Firefighting has been a 27-year career for Gutierrez. Now, his son, Gregory Gutierrez Jr., is following him into the field — in this case, quite literally. The 19-year-old is battling infernos "on the lines" in Southern California.
"At first I thought every kid wants to be like their dad," Gutierrez said. "But this job tests you mentally and physically because you're not just running into burning houses, you're pulling a backpack up a hill, helping an elderly person who's fallen down or cutting a mangled body out of a car.
"I wondered if he could handle it — and he's proven himself over and over again that he can."
Gutierrez communicates with his son via text messages, constantly reminding Gregory Jr. of his "10 and 18s" (the 10 standard firefighting orders and 18 situations to watch out for). Dad also reinforces the importance of using downtime to get sleep.
"A lot of guys want to eat, but sleep deprivation is your enemy out here," Gutierrez said. "When I'm hungry, my eyes are still open. "
Gutierrez said that while he would love to be on the lines with his son, he knows in his current role, he's taking on an important responsibility for him and thousands of other firefighters as well.
"Obviously, his safety is very important to me, but so is the safety of all of your brothers and sisters out there," Gutierrez said about his son and colleagues on the lines. "Because they are all dads, brothers, sons, daughters, aunts and friends, too."
Fire and Water
Long before Gutierrez would become a firefighter, he had a strong passion for wetting a line. As a kid, he would skateboard to his favorite fishing holes, fish all day and return home spent. On nice days his mother, also an avid angler, would tell the school nurse he was sick. Together they would then fish for German brown trout in the lakes, streams and rivers around Mt. Shasta.

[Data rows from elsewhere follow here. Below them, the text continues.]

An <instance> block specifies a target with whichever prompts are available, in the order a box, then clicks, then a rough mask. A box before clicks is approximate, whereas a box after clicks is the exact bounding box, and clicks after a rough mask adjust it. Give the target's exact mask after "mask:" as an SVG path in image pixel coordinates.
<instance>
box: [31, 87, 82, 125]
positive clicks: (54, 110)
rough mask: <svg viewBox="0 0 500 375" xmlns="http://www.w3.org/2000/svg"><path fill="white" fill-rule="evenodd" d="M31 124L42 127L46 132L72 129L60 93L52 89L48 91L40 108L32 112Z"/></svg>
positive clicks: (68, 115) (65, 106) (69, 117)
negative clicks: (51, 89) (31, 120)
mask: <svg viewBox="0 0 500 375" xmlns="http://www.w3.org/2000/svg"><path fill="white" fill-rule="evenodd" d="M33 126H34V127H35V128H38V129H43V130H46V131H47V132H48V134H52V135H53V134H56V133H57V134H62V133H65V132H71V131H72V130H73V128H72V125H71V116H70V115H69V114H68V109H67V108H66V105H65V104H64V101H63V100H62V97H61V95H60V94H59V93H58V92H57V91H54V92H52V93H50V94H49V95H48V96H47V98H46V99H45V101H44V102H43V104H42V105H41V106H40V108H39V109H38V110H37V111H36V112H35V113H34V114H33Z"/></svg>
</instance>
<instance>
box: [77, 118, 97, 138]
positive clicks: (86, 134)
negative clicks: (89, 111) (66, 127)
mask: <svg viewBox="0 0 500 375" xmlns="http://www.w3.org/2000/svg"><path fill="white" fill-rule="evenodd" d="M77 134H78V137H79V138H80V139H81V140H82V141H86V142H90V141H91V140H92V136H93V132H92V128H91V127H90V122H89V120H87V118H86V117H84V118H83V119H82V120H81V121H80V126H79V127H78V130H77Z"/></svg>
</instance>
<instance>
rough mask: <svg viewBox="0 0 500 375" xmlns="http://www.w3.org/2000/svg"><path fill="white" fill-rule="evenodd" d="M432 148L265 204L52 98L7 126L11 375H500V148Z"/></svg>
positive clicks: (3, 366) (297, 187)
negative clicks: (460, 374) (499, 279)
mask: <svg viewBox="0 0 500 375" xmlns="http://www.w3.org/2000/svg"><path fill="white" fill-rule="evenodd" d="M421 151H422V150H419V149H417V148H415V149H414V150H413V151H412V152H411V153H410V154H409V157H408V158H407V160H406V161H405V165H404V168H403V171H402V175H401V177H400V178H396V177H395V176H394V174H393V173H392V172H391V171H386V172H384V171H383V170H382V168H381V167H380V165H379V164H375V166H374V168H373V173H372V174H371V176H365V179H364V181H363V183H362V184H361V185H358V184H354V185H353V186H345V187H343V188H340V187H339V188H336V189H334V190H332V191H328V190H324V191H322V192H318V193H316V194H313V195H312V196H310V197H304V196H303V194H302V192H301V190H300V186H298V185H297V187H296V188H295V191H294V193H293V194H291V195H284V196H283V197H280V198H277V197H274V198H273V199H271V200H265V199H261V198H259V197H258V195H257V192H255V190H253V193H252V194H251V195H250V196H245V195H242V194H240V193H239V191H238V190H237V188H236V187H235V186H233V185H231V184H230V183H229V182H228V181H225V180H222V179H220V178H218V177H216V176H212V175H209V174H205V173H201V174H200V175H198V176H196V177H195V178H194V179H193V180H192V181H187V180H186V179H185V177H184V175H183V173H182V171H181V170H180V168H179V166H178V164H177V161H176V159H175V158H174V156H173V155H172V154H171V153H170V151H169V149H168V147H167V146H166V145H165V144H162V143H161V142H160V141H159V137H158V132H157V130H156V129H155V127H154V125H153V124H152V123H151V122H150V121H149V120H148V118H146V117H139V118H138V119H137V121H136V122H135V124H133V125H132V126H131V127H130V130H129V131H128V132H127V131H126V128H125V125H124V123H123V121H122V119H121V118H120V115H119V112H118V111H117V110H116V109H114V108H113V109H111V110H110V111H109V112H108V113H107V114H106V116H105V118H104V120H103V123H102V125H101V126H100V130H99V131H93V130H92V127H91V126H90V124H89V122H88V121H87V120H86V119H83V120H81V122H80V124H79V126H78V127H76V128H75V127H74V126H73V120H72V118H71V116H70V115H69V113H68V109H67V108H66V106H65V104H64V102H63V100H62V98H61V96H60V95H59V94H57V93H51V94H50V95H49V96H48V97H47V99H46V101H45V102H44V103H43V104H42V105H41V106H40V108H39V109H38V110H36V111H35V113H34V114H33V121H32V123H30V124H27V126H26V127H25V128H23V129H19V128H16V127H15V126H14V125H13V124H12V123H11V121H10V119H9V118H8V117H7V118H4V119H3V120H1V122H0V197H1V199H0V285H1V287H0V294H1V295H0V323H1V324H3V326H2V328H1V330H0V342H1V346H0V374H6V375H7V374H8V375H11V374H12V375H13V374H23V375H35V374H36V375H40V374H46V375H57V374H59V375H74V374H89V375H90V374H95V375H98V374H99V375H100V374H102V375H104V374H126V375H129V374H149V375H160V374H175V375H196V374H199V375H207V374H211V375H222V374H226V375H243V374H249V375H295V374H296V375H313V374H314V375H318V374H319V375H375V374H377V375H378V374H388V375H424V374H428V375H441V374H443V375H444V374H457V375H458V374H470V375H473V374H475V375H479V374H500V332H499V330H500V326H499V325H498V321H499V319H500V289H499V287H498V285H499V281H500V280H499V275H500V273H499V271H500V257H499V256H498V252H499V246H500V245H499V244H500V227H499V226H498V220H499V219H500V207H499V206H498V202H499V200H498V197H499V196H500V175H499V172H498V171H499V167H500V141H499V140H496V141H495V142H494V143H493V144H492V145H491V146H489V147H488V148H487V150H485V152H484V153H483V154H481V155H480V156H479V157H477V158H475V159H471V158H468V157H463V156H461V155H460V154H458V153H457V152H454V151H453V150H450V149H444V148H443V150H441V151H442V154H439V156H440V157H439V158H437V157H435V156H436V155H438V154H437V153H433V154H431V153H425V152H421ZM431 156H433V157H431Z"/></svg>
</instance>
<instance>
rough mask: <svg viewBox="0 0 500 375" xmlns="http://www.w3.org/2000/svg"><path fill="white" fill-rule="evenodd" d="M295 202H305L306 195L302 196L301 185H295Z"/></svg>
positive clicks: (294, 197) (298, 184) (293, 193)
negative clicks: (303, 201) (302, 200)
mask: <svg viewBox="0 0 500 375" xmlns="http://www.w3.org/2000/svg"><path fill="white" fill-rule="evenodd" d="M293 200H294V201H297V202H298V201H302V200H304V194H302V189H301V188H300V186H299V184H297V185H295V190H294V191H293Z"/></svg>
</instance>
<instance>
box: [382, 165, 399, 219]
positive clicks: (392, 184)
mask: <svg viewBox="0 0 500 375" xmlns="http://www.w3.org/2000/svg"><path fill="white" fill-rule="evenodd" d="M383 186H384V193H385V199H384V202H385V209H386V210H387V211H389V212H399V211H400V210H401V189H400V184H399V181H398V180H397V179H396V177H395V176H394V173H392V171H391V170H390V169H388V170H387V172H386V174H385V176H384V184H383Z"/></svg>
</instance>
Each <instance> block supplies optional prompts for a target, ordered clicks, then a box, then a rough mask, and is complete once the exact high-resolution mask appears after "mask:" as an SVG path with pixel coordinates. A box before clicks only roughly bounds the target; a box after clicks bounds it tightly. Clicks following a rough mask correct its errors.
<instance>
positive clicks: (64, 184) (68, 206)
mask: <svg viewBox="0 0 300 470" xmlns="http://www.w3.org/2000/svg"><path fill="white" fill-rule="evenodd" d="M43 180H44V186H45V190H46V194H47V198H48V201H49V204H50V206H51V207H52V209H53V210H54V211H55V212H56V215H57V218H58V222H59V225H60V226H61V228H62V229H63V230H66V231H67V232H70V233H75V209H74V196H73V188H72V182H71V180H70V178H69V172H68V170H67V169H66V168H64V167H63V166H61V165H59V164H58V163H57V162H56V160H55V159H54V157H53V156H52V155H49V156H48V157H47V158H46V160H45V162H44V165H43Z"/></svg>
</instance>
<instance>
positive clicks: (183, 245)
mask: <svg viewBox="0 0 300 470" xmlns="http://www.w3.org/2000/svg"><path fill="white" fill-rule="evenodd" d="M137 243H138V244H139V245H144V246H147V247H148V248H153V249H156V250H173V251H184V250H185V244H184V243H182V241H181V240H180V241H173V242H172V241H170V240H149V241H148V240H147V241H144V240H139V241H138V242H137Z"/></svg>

Even as Gutierrez took up wrestling in high school and college, he never strayed far from his fishing pole. When he left the physical education program at Shasta College to pursue firefighting, he still found relaxation flipping a jig on the banks of Lake Shasta.
One day a unit chief named Dan invited Gutierrez to fish with him in a club tournament.
"I knew nothing about it, but thought it was so cool," Gutierrez said. "After that, I joined the club and ended up fishing with Steve Klein, [Elite Series pro angler] Gary Klein's younger brother, in another tournament."
Soon, Gutierrez entered a professional tournament as a boater and took second-place after a win on the amateur side at the same lake.
"I fished out 1996 as an amateur," Gutierrez said, "but I knew I had really found something."
The next year, he fished several regional tours as a professional, and, in his words, "held his own." When the new "Angler's Choice" circuit emerged from Texas, Gutierrez won a tournament on its western swing.
"That year there was a three-way Angler of the Year battle between Dean Rojas, Aaron Martens and me," he said. "And I won."
Within a couple of years, Gutierrez had established himself as a serious professional angler.
"Then BASS came out here, and that was the dream," he said.
Gutierrez won the 2004 BASS Western Open, and took fourth-place in the BASS Elite Series Rookie of the Year race in 2005.
Spreading the Word
The travel and exposure Gutierrez enjoys as a pro angler have allowed him to evangelize fire safety across the country.
"I started contacting local firehouses to see if they'd like me to speak, do a meet-and-greet and give some free fire safety advice from the point of view of a professional bass angler and professional firefighter," Gutierrez said.
"Most take me up on the offer.
"Fire happens all over, it's not just a California problem," he continued. "Just look at South Georgia. And that's exactly why I spend a lot of the time promoting fire safety out on the tour."
The three major points Gutierrez stresses are fire safety, fire awareness and the promotion of defensible space — which can be as simple as clearing combustibles off your lawn.
"I'd say be diligent and do some homework," he said. "There are so many easy things to do to protect your home and your family, but you'll be helping the firefighters, as well."